Cinq dans tes yeux, c’est un peu ça : « l’histoire d’un groupe d’amis qui a explosé dans les années 90 avec la réhabilitation du Panier ». Stress, le narrateur est un quadra qui projette de retrouver ses anciens amis et de les interroger pour un docu-fiction sur son quartier de jeunesse à Marseille ; en attendant, il vivote en filmant les mariages comoriens des quartiers Nord, il leur vend « un rêve qui ressemble à un générique low-cost d’émission télé ». Oui, Stress porte un regard assez lucide et teinté d’ironie sur lui-même ! Deux époques se croisent, les souvenirs des années 90, avec ses potes, Ichem, Djamel, Kassim, Nordine et Ange, un « cul-blanc » comme lui, ils étaient alors des p’tits voyous, chacun plus ou moins cabossé par son histoire personnelle. Et puis l’époque d’aujourd’hui, une Marseille transfigurée par l’installation des « Venants » au Panier, ces bobos artistes intellectuels (de gauche) qui ont relégué le populaire en périphérie et ont (en toute naïveté et bien-pensance) démoli une vie de quartier avec sa culture, ses traditions etc. Ces mêmes Venants qui, quelques mois ou années après leur propre arrivée, prétendent lutter contre la gentrification du quartier, sans être le moins du monde conscients de l’absurdité de leurs propos !! Stress fréquente finalement beaucoup ces nouveaux venus, « partagé entre l’envie de [s’]en faire des potes et leur cracher dessus ». En tout cas, le portrait qu’il brosse de cette faune cool et branchée est acide, mordant avec parfois une pointe de tendresse et d’affection face à leur bêtise : « Le monde qu’ils travaillent à rendre meilleur, c’est avant tout celui dans lequel ils vivent ». Stress leur reproche surtout d’avoir aseptisé Marseille et le Panier en particulier, devenu « the place to be » pour artistes et touristes.

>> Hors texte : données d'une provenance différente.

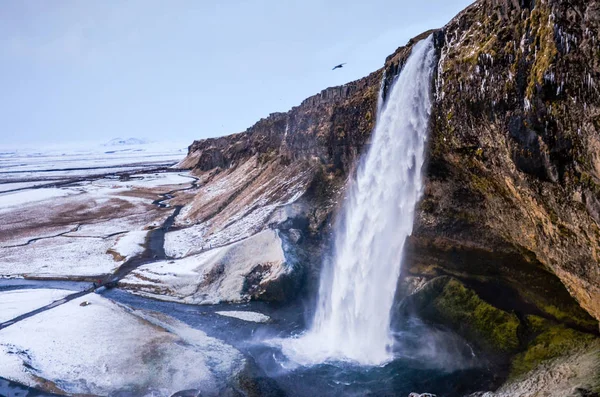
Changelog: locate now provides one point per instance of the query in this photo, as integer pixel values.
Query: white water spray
(352, 320)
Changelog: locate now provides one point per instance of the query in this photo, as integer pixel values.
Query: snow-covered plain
(254, 317)
(8, 201)
(87, 228)
(105, 348)
(13, 303)
(217, 275)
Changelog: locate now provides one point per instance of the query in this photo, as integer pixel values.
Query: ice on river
(105, 348)
(17, 302)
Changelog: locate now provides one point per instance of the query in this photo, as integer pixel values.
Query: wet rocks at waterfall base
(479, 278)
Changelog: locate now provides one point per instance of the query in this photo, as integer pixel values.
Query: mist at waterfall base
(357, 289)
(350, 347)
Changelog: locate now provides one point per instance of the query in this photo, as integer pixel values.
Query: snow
(15, 199)
(14, 303)
(131, 243)
(60, 256)
(148, 180)
(245, 316)
(217, 275)
(106, 348)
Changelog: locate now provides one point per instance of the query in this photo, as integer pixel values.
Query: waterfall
(356, 294)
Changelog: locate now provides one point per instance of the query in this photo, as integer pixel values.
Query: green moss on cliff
(551, 341)
(542, 30)
(463, 307)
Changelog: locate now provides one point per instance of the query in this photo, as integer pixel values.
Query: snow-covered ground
(13, 200)
(105, 348)
(61, 161)
(14, 303)
(83, 229)
(218, 275)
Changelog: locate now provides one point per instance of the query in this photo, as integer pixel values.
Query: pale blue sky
(183, 70)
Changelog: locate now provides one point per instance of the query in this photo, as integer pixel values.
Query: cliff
(511, 209)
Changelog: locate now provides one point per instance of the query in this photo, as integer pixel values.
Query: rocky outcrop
(513, 167)
(513, 170)
(510, 216)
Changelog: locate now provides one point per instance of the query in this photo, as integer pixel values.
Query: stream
(425, 359)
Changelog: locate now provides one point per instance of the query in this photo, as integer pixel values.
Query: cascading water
(352, 319)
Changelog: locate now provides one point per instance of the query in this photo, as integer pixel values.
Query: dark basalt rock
(511, 205)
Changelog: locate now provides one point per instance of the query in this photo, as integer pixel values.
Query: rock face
(514, 166)
(513, 176)
(510, 215)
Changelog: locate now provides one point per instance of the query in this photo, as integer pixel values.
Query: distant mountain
(126, 142)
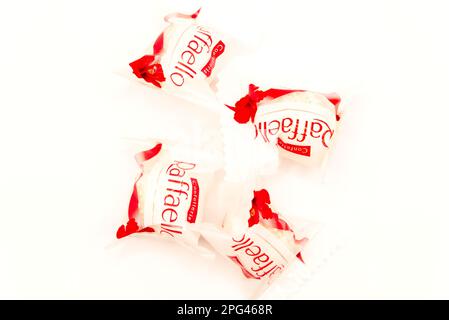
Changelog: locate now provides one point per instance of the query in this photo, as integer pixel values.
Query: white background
(66, 171)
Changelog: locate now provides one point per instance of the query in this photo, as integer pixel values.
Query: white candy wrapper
(185, 60)
(169, 194)
(300, 123)
(262, 244)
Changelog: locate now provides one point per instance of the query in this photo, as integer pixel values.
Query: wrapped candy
(168, 196)
(184, 59)
(260, 242)
(301, 123)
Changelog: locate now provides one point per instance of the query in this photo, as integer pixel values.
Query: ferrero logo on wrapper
(301, 133)
(257, 256)
(195, 54)
(177, 198)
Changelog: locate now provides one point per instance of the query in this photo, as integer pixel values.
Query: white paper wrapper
(263, 254)
(299, 125)
(191, 58)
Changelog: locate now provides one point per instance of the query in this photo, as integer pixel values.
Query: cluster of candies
(170, 195)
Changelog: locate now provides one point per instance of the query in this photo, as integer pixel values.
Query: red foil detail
(133, 207)
(260, 208)
(193, 210)
(245, 272)
(182, 15)
(301, 150)
(246, 108)
(144, 68)
(216, 52)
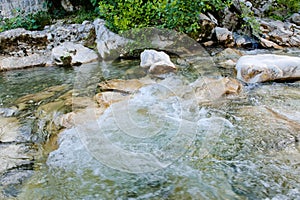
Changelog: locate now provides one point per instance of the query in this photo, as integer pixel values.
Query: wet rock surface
(70, 54)
(157, 62)
(268, 67)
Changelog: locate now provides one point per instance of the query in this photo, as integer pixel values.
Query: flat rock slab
(159, 62)
(268, 67)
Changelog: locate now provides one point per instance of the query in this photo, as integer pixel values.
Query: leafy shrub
(122, 15)
(249, 23)
(282, 9)
(32, 21)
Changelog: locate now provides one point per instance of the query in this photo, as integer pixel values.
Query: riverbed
(245, 147)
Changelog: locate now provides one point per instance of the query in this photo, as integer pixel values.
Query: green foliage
(282, 9)
(31, 21)
(250, 24)
(122, 15)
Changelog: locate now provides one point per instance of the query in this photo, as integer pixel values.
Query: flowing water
(162, 144)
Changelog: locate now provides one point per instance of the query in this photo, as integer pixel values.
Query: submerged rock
(157, 62)
(69, 54)
(267, 67)
(208, 90)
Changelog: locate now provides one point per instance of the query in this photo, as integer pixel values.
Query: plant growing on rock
(180, 15)
(250, 24)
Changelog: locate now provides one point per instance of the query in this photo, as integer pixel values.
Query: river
(171, 147)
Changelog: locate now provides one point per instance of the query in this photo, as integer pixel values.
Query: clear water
(245, 148)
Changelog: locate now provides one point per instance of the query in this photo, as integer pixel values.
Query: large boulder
(268, 67)
(109, 44)
(211, 90)
(69, 54)
(157, 62)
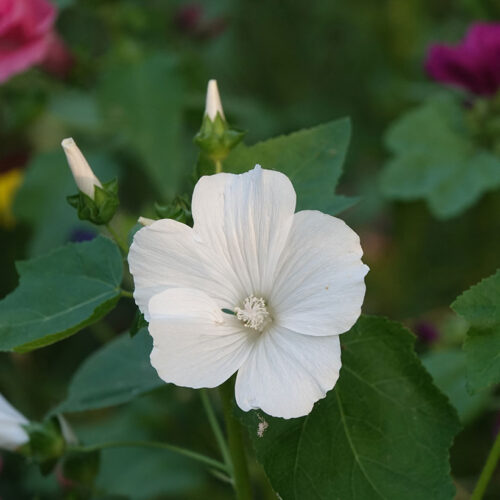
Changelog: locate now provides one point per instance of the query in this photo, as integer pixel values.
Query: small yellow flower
(9, 184)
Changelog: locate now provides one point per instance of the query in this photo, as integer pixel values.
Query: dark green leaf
(311, 158)
(60, 293)
(448, 369)
(480, 306)
(383, 432)
(436, 159)
(138, 323)
(143, 101)
(144, 473)
(117, 373)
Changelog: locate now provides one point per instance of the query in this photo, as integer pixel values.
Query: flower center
(254, 313)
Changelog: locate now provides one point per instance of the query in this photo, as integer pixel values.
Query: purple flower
(473, 64)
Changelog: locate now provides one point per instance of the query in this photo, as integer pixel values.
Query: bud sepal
(102, 208)
(216, 139)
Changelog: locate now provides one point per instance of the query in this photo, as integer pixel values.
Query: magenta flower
(27, 37)
(473, 64)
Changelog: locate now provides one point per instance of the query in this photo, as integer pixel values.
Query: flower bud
(95, 202)
(216, 138)
(84, 176)
(12, 432)
(213, 104)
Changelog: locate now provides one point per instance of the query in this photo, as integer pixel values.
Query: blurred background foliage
(134, 99)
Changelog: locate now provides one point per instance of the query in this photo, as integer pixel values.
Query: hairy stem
(216, 428)
(488, 469)
(236, 445)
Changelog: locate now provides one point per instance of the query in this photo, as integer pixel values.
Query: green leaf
(60, 293)
(146, 474)
(436, 159)
(139, 473)
(448, 369)
(41, 200)
(117, 373)
(480, 306)
(143, 101)
(311, 158)
(383, 432)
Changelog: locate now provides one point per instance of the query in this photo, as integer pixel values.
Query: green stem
(488, 469)
(126, 293)
(212, 419)
(118, 240)
(236, 445)
(152, 444)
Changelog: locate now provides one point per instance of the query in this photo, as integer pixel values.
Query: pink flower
(27, 38)
(473, 64)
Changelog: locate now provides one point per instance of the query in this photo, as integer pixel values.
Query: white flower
(84, 176)
(12, 434)
(213, 104)
(293, 283)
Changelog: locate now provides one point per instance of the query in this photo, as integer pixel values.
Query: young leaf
(311, 158)
(383, 432)
(117, 373)
(480, 306)
(436, 159)
(60, 293)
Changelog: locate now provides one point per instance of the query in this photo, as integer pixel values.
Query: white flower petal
(195, 343)
(166, 254)
(319, 288)
(246, 220)
(286, 373)
(12, 435)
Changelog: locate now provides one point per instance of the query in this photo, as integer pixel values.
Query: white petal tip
(84, 176)
(213, 103)
(68, 142)
(144, 221)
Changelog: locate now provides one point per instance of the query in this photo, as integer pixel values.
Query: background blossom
(473, 64)
(27, 38)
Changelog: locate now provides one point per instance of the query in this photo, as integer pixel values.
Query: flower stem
(126, 293)
(118, 240)
(212, 419)
(488, 469)
(152, 444)
(236, 445)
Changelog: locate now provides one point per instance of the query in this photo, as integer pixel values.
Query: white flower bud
(145, 221)
(213, 103)
(84, 177)
(12, 434)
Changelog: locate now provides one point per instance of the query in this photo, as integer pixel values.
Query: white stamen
(254, 313)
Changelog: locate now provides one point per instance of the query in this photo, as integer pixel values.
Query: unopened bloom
(213, 104)
(84, 176)
(473, 64)
(252, 288)
(27, 38)
(12, 432)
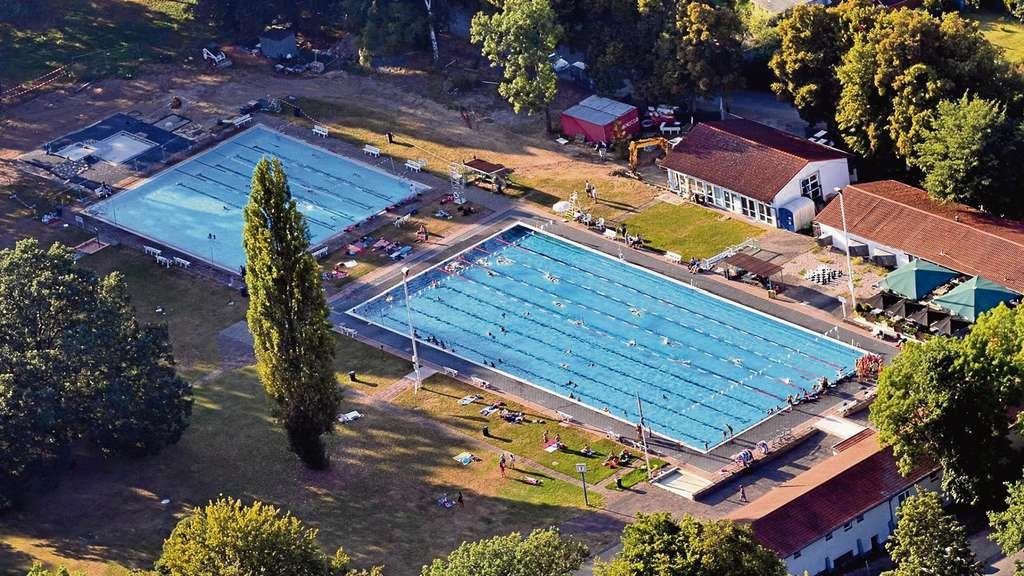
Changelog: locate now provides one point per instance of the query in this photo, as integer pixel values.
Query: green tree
(143, 404)
(970, 154)
(542, 552)
(811, 47)
(931, 405)
(518, 39)
(228, 537)
(927, 540)
(74, 363)
(288, 315)
(894, 76)
(1008, 525)
(711, 49)
(656, 544)
(1015, 7)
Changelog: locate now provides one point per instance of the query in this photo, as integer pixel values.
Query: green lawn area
(378, 500)
(105, 37)
(195, 310)
(439, 397)
(689, 230)
(1004, 31)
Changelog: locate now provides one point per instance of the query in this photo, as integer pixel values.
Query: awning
(914, 280)
(753, 264)
(974, 297)
(486, 168)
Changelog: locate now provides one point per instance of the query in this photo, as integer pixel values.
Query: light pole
(412, 331)
(849, 264)
(582, 468)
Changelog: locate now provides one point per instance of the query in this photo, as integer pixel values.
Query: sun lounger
(350, 416)
(466, 401)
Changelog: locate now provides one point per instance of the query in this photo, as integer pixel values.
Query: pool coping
(518, 222)
(420, 188)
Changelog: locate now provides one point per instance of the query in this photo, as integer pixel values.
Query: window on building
(811, 187)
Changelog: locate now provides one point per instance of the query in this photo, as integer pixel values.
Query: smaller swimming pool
(196, 205)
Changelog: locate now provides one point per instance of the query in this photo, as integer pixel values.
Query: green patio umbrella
(914, 280)
(974, 297)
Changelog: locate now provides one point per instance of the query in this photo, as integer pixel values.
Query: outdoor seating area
(922, 297)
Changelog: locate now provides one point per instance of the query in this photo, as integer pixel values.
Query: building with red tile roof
(755, 170)
(837, 510)
(895, 222)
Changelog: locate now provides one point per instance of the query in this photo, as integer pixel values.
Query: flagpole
(643, 437)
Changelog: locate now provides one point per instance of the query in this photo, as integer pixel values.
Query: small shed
(595, 118)
(279, 43)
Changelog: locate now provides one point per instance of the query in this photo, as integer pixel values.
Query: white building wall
(820, 554)
(832, 173)
(873, 248)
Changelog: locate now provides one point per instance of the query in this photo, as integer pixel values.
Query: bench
(668, 129)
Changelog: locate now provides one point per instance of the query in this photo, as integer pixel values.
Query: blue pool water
(196, 206)
(549, 313)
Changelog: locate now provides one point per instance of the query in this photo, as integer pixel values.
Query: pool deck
(507, 210)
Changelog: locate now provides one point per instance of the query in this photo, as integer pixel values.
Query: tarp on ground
(974, 297)
(916, 279)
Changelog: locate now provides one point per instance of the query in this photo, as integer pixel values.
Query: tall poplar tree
(288, 315)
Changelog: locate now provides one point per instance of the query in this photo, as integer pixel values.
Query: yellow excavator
(636, 146)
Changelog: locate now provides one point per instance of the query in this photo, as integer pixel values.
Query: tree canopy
(228, 537)
(76, 364)
(288, 315)
(945, 400)
(927, 540)
(657, 544)
(1008, 524)
(542, 552)
(518, 38)
(970, 154)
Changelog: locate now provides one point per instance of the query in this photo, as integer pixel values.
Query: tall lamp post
(412, 331)
(582, 468)
(849, 263)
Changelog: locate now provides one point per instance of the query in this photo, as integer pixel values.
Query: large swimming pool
(196, 206)
(572, 321)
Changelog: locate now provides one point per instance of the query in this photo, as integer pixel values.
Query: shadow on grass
(388, 469)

Stress a la nostalgie de son quartier mais aussi des amitiés qui n’ont pas survécu à l’âge adulte, le roman quant à la lui est vif, pète le feu, et n’entraîne pas le lecteur dans la nostalgie de son personnage, quelques scènes il faut l’avouer sont vraiment drôles, Johanna (petite amie de Stress) préparant son appartement avant de recevoir ses amis par exemple. Un récit urbain, de très belles pages, les dernières en particulier sont émouvantes, une langue contemporaine, haute en couleurs, qui claque et qui peut passer d’un registre à un autre. On slalome dans les rues de Marseille au son du raï, ses quartiers, ses rues, le port et la balade est vraiment chouette, parfois un peu étourdissante, des tas d’images naissent à la lecture même quand on ne connaît pas la ville ! En fait, c’est une déclaration d’amour de l’auteur à Marseille mais s’il regrette la ville de sa jeunesse, finalement qu’en pense l’intéressée elle-même ? Oui parce que « Marseille c’est une femme libre. Et si tu crois qu’elle va attendre après toi, tu te fourres le doigt dans l’œil ».